Mr. Speaker, we should also be aware as well, as I have stated earlier, that it is the UNSM that has brought these changes that are currently before us today. We have asked for their input and through recommendations they have provided us with their recommended changes. So as we move this bill forward, I look forward to seeing a representative from the various municipal units from across this province appearing at the Law Amendments Committee and I'm looking forward, as well, to hearing what they will have to say, especially with regard to Clause 50.
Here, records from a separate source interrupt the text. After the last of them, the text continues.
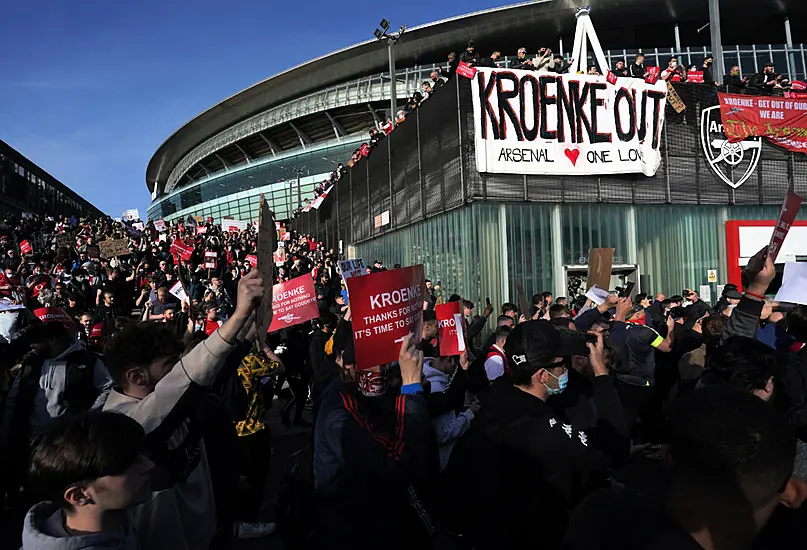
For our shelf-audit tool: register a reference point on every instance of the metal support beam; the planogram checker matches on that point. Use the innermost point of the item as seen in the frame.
(302, 136)
(677, 39)
(719, 65)
(376, 118)
(271, 143)
(791, 57)
(246, 156)
(338, 129)
(224, 162)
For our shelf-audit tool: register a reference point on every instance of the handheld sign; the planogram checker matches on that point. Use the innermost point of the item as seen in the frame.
(293, 302)
(450, 328)
(385, 307)
(787, 216)
(267, 244)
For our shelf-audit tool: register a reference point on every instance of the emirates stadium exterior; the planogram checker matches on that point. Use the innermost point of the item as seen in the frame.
(420, 197)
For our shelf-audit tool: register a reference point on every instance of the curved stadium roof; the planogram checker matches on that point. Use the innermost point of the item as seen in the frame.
(619, 24)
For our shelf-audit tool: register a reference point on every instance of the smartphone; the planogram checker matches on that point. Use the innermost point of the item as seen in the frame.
(627, 289)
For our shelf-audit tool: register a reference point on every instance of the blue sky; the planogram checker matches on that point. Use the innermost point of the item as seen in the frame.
(89, 89)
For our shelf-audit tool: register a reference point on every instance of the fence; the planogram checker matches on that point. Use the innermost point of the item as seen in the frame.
(427, 166)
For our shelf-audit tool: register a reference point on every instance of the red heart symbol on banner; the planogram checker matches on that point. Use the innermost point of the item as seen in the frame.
(572, 155)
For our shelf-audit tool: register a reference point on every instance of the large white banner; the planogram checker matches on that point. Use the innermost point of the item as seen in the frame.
(566, 124)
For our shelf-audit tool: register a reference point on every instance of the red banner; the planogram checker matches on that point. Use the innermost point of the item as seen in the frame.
(695, 77)
(293, 302)
(385, 307)
(786, 217)
(465, 70)
(782, 121)
(450, 328)
(57, 314)
(184, 251)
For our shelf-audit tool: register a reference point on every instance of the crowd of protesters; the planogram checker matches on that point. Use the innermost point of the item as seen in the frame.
(139, 419)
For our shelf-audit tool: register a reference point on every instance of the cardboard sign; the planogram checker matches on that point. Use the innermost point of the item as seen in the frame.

Mr. Speaker, I would be remiss if I didn't point out some of the other interesting aspects to this bill. There are some changes to the Municipal Elections Act that will remove the restrictions on political campaigning in apartment buildings which is a good thing. Indeed, living in a democratic country, it only seems reasonable to allow a candidate to enter an apartment building during reasonable hours for the purpose of lawfully campaigning, just as it is to allow a tenant to display election posters on the premises. Another change that's welcome too, is requiring accessible polling stations. Just as giving municipalities the authority to adopt new voting technology, as we move forward, voting will take on different forms. So it's good to see that the municipalities are addressing this issue.

So, in closing, our caucus will be supporting this bill to go through second reading and allow this bill to then move to the Law Amendments Committee, to allow the public, to allow representatives from the 55 municipal units, if they so wish, to allow the meeting of Nova Scotia municipalities to come forward to the Law Amendments Committee to speak on this bill. So with those few words, I will take my place and wait to see what other representatives will have to say on this bill. Thank you.

MR. SPEAKER: The honourable member for Halifax Fairview.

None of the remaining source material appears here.